--- Michael Pollak <mpollak at panix.com> wrote:
> mechanism by which electing O will somehow
> "paralyze" the black activist
> community -- will somehow make them give up their
> radicalness in some way
> that voting for Bill Clinton didn't. Or Dukakis, or
> Mondale, or Jimmy
> Carter. Or Hillary Clinton.
>
> What am I missing?
[WS:] Social proximity and the size of the niche. The chances of Clinton or Dukakis competing with the figures in the narrow niche of radical black identity politics are next to nil. This cannot be said about Obama - he can be plausibly seen as a radical (of a sort) black identity activist, and thus he represents competition if not a threat to the figures already occupying that niche. That explains the opposition to his candidacy coming from those quarters.
That, btw, can explain a lot of left sectarianism.
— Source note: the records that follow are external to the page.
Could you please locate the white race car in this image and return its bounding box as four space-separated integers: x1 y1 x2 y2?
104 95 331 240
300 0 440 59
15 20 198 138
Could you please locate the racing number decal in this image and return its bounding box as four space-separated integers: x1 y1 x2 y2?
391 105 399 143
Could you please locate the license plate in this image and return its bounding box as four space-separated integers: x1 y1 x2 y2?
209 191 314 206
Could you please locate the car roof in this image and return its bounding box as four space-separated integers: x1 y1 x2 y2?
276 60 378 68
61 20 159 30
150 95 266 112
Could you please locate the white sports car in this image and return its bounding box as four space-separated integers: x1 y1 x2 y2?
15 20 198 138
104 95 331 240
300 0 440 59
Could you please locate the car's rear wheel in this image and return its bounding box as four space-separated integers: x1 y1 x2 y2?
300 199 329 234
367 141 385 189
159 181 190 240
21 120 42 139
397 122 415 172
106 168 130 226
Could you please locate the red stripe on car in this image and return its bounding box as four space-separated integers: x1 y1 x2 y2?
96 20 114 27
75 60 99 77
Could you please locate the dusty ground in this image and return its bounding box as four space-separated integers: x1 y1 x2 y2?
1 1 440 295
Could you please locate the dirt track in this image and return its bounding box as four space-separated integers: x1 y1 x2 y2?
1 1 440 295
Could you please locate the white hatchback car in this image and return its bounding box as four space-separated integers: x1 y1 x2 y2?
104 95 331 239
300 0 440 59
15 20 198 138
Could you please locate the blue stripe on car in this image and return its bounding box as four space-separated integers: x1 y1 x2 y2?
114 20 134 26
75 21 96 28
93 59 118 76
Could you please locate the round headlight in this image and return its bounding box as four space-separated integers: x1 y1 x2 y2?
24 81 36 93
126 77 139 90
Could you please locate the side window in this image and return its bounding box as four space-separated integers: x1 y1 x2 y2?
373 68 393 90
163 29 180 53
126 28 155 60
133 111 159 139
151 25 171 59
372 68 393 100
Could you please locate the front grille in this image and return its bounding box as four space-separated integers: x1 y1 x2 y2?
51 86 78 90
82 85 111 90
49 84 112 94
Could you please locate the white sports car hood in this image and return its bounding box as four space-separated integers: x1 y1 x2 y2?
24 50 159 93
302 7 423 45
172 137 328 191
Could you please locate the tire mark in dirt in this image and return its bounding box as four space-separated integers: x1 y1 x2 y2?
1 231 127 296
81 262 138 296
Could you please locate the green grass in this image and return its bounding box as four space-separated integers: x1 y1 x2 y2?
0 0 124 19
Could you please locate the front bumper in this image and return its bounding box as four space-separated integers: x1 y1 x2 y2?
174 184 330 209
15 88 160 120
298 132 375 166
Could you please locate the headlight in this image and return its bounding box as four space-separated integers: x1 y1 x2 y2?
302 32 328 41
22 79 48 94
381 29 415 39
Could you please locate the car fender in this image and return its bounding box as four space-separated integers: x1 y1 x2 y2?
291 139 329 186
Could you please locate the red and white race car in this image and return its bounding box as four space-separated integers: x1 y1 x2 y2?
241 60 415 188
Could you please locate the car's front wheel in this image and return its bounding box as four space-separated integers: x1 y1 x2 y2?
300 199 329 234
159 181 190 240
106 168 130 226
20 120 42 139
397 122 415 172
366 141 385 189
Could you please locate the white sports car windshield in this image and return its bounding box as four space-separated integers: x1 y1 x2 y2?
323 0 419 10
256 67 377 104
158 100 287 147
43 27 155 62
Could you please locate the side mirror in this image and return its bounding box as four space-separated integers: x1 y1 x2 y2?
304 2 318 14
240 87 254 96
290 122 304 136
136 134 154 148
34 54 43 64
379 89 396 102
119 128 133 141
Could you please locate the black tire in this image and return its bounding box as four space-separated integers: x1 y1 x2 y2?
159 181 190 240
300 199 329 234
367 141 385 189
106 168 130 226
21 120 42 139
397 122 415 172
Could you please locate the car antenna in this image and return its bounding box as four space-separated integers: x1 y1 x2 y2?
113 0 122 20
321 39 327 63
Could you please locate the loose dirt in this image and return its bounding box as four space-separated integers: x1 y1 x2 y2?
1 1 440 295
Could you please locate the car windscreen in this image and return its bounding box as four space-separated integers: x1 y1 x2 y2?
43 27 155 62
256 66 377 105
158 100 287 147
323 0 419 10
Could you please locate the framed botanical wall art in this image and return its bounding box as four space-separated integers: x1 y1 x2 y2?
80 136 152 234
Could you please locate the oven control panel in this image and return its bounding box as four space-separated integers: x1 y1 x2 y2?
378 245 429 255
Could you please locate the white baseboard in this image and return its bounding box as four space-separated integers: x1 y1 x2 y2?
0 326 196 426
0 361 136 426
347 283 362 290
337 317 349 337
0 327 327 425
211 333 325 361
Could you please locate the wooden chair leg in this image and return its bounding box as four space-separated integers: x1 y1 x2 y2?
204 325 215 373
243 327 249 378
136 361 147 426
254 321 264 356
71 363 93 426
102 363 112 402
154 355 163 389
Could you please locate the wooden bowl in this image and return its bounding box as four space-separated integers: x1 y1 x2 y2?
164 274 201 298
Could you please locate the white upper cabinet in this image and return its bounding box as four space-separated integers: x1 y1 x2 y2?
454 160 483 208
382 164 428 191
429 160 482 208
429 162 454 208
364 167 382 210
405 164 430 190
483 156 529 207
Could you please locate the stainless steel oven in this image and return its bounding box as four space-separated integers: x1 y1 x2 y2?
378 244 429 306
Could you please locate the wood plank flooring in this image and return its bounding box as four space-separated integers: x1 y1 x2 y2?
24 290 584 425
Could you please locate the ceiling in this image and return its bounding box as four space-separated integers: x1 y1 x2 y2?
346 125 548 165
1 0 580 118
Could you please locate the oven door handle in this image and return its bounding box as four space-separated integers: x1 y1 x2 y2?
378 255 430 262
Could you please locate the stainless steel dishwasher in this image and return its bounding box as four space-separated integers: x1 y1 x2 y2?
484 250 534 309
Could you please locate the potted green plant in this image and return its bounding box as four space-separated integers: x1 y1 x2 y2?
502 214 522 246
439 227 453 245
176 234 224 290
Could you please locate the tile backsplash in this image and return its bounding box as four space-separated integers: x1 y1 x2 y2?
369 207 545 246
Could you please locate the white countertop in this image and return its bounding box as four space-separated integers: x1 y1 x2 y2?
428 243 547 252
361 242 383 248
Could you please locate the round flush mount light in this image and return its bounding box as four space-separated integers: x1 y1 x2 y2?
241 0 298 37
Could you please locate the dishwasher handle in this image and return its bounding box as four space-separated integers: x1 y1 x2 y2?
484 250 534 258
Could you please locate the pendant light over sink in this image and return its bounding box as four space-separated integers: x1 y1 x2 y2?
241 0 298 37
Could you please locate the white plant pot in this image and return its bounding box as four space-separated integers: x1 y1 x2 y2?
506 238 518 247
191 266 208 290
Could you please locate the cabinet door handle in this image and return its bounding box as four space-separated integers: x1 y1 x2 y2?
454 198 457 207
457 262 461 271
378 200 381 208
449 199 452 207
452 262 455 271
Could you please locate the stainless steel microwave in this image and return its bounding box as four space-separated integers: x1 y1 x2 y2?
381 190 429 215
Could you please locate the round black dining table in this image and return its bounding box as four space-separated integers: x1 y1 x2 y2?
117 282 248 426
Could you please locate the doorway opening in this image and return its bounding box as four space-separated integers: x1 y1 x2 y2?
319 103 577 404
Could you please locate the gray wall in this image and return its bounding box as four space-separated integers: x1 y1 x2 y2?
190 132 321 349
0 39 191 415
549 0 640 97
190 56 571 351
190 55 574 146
Capitalists do not compete with leftish grouplets for the honor of being the vanguard of the downtrodden, other leftish "splinter" grouplets do. Therefore, the threat of another leftish group becoming the vanaguard of the downtrodden (no mater how marginal) is far closer to the home, and thus more threatening and evoling fiercer responses, than the general malaise of capitalism.
Such, such is the fate of too many (self-styled) big fish in a small pond.